You are viewing a plain text version of this content. The canonical link for it is here.
Posted to dev@pig.apache.org by Dmitriy Ryaboy <dv...@cloudera.com> on 2009/06/22 19:58:37 UTC

requirements for Pig 1.0?

I know there was some discussion of making the types release (0.2) a "Pig 1"
release, but that got nixed. There wasn't a similar discussion on 0.3.
Has the list of want-to-haves for Pig 1.0 been discussed since?
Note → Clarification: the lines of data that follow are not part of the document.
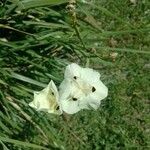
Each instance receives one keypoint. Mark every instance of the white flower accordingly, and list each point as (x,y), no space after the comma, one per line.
(47,99)
(81,89)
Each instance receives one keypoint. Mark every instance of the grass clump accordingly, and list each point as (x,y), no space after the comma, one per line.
(37,41)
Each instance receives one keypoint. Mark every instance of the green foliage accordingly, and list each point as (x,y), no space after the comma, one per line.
(39,38)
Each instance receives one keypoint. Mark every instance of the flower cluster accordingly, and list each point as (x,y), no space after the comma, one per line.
(80,89)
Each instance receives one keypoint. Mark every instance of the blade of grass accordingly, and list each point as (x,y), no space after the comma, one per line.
(21,143)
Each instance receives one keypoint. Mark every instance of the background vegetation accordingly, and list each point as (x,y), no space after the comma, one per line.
(38,38)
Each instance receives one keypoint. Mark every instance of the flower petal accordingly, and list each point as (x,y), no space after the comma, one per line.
(69,97)
(72,71)
(47,100)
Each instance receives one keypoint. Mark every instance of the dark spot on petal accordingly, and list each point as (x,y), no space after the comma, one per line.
(74,99)
(75,77)
(93,89)
(57,108)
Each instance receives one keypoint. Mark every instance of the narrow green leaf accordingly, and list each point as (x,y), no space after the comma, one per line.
(23,144)
(27,79)
(26,4)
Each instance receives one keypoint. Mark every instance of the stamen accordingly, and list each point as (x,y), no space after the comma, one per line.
(57,108)
(74,99)
(75,77)
(93,89)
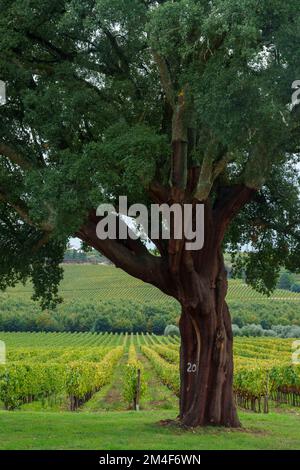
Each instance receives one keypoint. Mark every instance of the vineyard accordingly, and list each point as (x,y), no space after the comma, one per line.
(67,371)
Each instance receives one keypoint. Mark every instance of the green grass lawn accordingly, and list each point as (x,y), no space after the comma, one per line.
(131,430)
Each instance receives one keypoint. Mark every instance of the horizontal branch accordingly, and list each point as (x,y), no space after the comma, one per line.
(128,256)
(15,157)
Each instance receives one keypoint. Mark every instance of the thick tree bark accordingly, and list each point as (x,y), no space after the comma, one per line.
(206,356)
(198,280)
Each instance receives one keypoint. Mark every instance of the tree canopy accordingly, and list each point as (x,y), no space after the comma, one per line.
(100,93)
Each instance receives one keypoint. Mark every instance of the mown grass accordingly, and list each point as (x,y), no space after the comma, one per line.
(142,430)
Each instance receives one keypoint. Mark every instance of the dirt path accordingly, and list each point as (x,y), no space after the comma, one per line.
(157,395)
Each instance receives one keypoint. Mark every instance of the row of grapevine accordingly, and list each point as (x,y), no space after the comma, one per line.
(167,372)
(83,379)
(58,340)
(256,379)
(77,381)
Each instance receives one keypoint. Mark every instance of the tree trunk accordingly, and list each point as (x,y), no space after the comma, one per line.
(206,357)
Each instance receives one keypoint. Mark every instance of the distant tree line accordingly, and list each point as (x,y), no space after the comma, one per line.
(132,316)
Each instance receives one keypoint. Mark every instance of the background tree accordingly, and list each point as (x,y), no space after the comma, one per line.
(164,101)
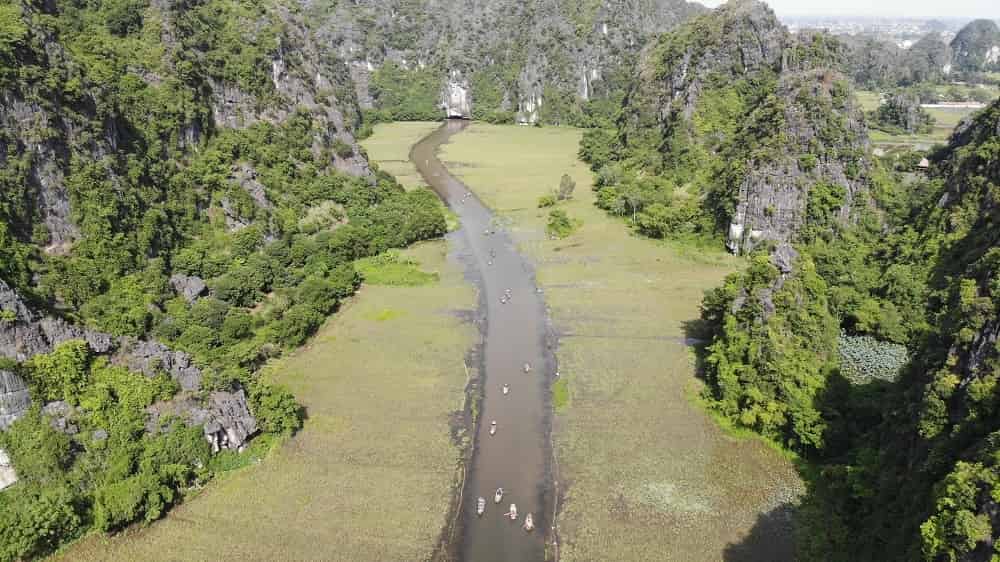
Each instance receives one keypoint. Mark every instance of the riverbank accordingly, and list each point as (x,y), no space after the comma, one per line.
(372,474)
(646,474)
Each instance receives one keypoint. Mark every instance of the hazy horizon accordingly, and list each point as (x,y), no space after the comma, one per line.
(971,9)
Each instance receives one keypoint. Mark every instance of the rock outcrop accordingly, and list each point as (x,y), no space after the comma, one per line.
(774,193)
(8,476)
(14,398)
(225,416)
(976,47)
(793,125)
(191,287)
(457,99)
(510,51)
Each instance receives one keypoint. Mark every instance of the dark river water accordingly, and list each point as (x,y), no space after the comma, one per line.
(516,458)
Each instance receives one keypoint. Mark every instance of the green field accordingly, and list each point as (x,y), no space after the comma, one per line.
(389,148)
(372,474)
(646,474)
(945,121)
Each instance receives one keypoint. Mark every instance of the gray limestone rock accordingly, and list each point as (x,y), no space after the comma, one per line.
(457,100)
(191,287)
(60,417)
(224,416)
(150,357)
(8,476)
(14,398)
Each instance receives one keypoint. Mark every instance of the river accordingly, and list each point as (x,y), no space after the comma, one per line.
(517,457)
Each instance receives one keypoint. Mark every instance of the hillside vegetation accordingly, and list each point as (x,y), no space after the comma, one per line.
(175,177)
(861,332)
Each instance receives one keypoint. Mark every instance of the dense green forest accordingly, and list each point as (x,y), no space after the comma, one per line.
(168,174)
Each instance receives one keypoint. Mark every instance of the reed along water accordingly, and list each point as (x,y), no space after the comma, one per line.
(516,458)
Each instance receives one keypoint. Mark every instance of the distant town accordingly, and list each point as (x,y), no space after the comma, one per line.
(904,32)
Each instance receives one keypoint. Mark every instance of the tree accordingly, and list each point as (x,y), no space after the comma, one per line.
(566,187)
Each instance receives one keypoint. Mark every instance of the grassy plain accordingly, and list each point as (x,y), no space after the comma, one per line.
(389,147)
(945,121)
(647,475)
(371,475)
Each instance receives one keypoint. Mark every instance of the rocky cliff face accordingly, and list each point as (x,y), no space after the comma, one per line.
(976,47)
(44,130)
(736,83)
(224,416)
(824,144)
(513,54)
RE: requirements for Pig 1.0?

Posted by Santhosh Srinivasan <sm...@yahoo-inc.com>.
To add to Alan's list:

1. Ability to handle unknown types in Pig's schema model.
2. Load/Store interfaces are not set in stone.
3. Nice to have: Make PigServer thread safe.

Thanks,
Santhosh 

-----Original Message-----
From: Alan Gates [mailto:gates@yahoo-inc.com] 
Sent: Tuesday, June 23, 2009 1:40 PM
To: pig-dev@hadoop.apache.org
Subject: Re: requirements for Pig 1.0?

I don't believe there's a solid list of want to haves for 1.0.  The  
big issue I see is that there are too many interfaces that are still  
shifting, such as:

1) Data input/output formats.  The way we do slicing (that is, user  
provided InputFormats) and the equivalent outputs aren't yet solid.   
They are still too tied to load and store functions.  We need to break  
those out and understand how they will be expressed in the language.  
Related to this is the semantics of how Pig interacts with non-file  
based inputs and outputs.  We have a suggestion of moving to URLs, but  
we haven't finished test driving this to see if it will really be what  
we want.

2) The memory model.  While technically the choices we make on how to  
represent things in memory are internal, the reality is that these  
changes may affect the way we read and write tuples and bags, which in  
turn may affect our load, store, eval, and filter functions.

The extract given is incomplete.